Arriving at Ubuntu and getting to know the Community
At the Ubuntu daycare center, I met mama Pat. She is the so-called ‘mama’ of the project/daycare center and controls anything happening there. In the morning, I cleaned and prepared the center with Denver and another volunteer for the afternoon program. About 60 to 80 children would arrive that afternoon at the center.
A walk in the Township
After the cleaning duties that morning, mama Pat took me for a walk in the township itself. She explained Masiphumelele covers 0,4 km2, which is home to roughly 300,000 people. This number is most likely even higher as the last ‘rough’ count was done at the end of the nineties. Masiphumelele is a relatively ‘safe’ township, partially due to the social cohesion that can be found between the inhabitants. Still, the township has its (social) challenges as well, such as crime and HIV, and sometimes there are protests that lead to an increase in social tensions.
Besides the many wooden and gulf-plate houses, and the social issues, mama Pat showed me certain facilities built in the past few years, like a primary school and a small medical clinic. Additionally, certain sandy streets have been replaced by asphalt roads and there are a couple of trash bins at some places in an attempt to minimize waste out in the open. These are signs of slow, but crucial improvements to increase the livability in this community, which was great to see.
The Afternoon Program
After this impressive walk through the township, we returned to the Ubuntu center for a lunch break before the afternoon-program started. Over sixty children ran around, played football, played at the playing court and sang songs with each other. I was quite overwhelmed by the hectic and kerfuffle in the beginning, but after a while I found myself participating in hiding and seek, playing football with the boys and I even became a captain of the ‘ship’ at the playing court.
Later that afternoon, it was time for more serious matters. Mama Pat called all the children and urged them to sit in a circle, myself and Denver included. There was a moment for praying, a special moment in my opinion, as everybody (including all sixty children) was absolutely quiet. The loud voice of Mama Pat interrupted this silent moment when she sang a song, with an educational twist. At the end of the song, the group of children had to make teams, every time a different number. In this way, children learned to work together and count.
At the end of the day, I helped Denver to prepare a meal for the children. The theme of that day was: health. The lunch was supported by donations raised by volunteers and interns. These donations go on a special bank account, so mama Pat is able to buy fruit for the lunch in times when there are fewer volunteers and interns. Before the meal was served I had the important task to give all children disinfect soap and helped the smallest ones to wash their hands.

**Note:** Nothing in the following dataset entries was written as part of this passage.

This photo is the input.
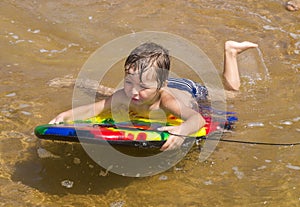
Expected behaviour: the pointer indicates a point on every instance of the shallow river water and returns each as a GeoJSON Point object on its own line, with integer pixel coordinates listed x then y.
{"type": "Point", "coordinates": [43, 40]}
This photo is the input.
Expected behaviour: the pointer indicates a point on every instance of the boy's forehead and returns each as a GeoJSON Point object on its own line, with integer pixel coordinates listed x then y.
{"type": "Point", "coordinates": [147, 77]}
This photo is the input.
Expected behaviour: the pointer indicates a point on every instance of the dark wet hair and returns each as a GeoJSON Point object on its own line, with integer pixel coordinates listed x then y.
{"type": "Point", "coordinates": [146, 56]}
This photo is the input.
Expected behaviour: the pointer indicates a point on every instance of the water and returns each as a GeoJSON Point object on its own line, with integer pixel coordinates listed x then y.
{"type": "Point", "coordinates": [43, 40]}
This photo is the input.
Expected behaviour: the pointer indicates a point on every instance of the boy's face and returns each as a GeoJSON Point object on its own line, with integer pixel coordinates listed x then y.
{"type": "Point", "coordinates": [141, 90]}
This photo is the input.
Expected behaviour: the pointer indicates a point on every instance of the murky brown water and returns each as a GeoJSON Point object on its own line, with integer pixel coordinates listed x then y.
{"type": "Point", "coordinates": [42, 40]}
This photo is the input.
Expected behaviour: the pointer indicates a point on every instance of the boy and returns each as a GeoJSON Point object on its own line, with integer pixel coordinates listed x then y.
{"type": "Point", "coordinates": [147, 91]}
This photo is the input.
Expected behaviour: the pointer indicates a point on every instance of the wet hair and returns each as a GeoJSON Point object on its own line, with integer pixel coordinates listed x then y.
{"type": "Point", "coordinates": [149, 56]}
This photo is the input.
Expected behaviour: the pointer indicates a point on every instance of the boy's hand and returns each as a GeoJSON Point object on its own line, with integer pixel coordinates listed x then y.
{"type": "Point", "coordinates": [173, 142]}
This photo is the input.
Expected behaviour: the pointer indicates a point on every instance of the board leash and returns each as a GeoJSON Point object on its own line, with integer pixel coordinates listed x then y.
{"type": "Point", "coordinates": [199, 139]}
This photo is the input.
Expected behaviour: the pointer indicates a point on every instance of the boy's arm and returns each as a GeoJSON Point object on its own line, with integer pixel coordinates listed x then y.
{"type": "Point", "coordinates": [193, 121]}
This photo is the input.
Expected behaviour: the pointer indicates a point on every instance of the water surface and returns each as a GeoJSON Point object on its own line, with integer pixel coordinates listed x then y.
{"type": "Point", "coordinates": [43, 40]}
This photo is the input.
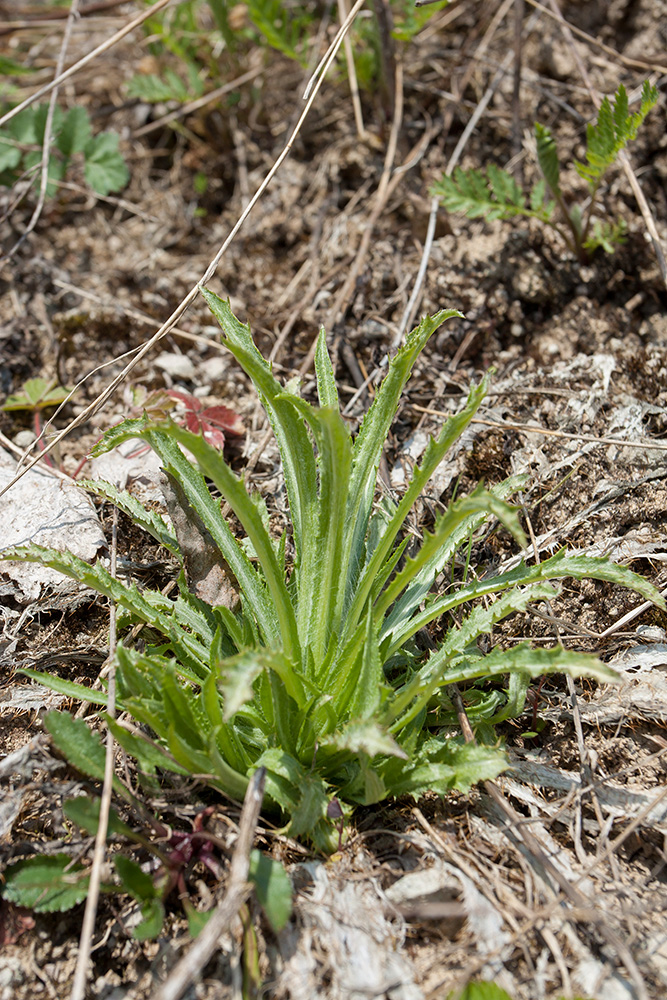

Not only does it fit the theme of the day but it’s very important as well. Hygiene is an issue in many townships, including Masiphumelele, and by learning the kids to wash their hands before eating, bacteria and other viruses will be less likely to be spread from the hands to the mouth.
At 16.00, the day was over and the children went home. However, not without a small present made possible by other donations to mama Pat. Since ‘Health’ was the theme for that day, every child got a cool toothbrush and toothpaste. Seeing the children being so happy with such a small gift was precious to see. Although I was only there for a day, it can be said I felt privileged to see this precious community through the eyes of mama Pat, from a workers’ perspective and not necessarily as a tourist. Overall, my day at the Ubuntu center really added a valuable layer to my internship experience here.